What do you enjoy so far about your current position? What are some challenges? NS: I love the challenges themselves—the juxtaposition between the natural and built environs and the cultural diversity of the City that leads to many good conversations with residents who are passionate about trees—or about not having trees. In all, I enjoy the complexity of the tasks at hand, how they fold into our mission, and navigating the ship while learning from my superiors, peers, and staff.
What are a few things people might be surprised to know about street tree planting in NYC? NS: We plant over 150 unique cultivars of trees in our public rights-of-way on an annual basis! That is an insane number, and we are extremely proud of our accomplishments in helping to diversify the City’s urban forest.
What is your ultimate vision for the NYC street tree planting program? NS: To continue the upward arch of being the best street tree planting program in the world and to assure each and every New Yorker that every tree being planted is done so with every consideration in mind, even the ones they haven’t thought of (leave that to us). Finally, to know that each tree is set up to survive and thrive after our two-year establishment period has ended.
What are your interests in your free time? NS: Cooking, reading, spending time with my loved ones, and playing guitar. I have many guitars, and I recognize that it’s a problem, but I am not ready to stop collecting.
Anything else you want to be sure to share? NS: Talking to New Yorkers about the best slice of pizza is risky business—be prepared to hunker down and listen. Is it the sauce, the dough, the cheese, or the toppings? Many differ, even those who agree on politics.
NYSUFC Board Member Rachel Holmes is the coordinator of The Nature Conservancy’s urban forestry program called Healthy Trees, Healthy Cities. She is also a Flamenco dancer and a wildland firefighter (read on!).
Can you tell us about your childhood influences that foreshadowed getting interested in urban forestry? Rachel Holmes: I grew up in Clifton, New Jersey on a street that was lined with a diverse mix of mature trees that had been planted by a previous generation of homeowners. I remember riding my bike over heaved sidewalks and imagining that I was racing in a BMX course. When I was in fifth grade, the town decided to redo all the sidewalks. Rather than work around the trees, they took them all down! I actually went outside to yell at the men removing the trees. Concerned for my safety, my Mom actually took me away because I think she was afraid I would throw myself in between the workers and the trees.
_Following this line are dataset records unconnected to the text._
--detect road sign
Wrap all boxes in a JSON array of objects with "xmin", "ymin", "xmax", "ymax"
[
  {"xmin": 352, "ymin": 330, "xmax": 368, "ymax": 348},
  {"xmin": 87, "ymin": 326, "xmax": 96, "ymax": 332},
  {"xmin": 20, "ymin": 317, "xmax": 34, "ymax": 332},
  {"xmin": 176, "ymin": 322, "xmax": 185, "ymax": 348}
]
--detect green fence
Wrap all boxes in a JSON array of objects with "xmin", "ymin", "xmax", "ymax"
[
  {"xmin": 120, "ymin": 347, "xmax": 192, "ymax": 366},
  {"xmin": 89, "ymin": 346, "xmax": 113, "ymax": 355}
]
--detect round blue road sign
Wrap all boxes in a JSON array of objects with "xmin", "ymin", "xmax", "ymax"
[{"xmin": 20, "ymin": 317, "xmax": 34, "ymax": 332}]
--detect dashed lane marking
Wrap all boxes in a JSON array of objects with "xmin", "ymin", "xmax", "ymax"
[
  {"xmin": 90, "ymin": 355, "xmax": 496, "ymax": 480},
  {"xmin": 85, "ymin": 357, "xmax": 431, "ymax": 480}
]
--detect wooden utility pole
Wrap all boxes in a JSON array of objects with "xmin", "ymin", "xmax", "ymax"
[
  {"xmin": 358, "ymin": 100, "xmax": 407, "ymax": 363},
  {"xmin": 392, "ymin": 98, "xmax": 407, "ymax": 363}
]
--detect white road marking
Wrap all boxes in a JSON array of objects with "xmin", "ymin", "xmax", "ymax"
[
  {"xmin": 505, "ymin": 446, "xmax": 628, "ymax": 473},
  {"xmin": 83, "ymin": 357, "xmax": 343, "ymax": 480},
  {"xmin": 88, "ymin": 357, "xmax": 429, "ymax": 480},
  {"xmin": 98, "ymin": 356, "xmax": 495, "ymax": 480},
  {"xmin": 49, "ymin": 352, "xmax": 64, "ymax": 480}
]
I was driven away from my tree-lined street and came back to … nothing. It was a pretty painful experience and at the same time, a seminal moment in my appreciation of trees. Because I had been surrounded by trees in my early childhood, I knew what I was missing when they were taken down. It is important to me now to do what I can to help prevent other people from experiencing this.
The City replaced some of the trees with flowering pears, many of which came down in storms, including ours. A few years ago, I helped my parents pick out a good specimen of eastern redbud that is doing really well; my Mom and Dad frequently text me photos of it.
While I gained an early appreciation for urban nature, I was fortunate to experience what some would call the “wild” at a much bigger scale. Starting in sixth grade, I worked on my aunt and uncle’s ranch in Colorado, learning the ins and outs of ranch management including Western horsemanship. The ranch abutted Pike National Forest which is where I was first exposed to managed forests. This is also where I first witnessed the impacts of wildfire on forest ecosystems.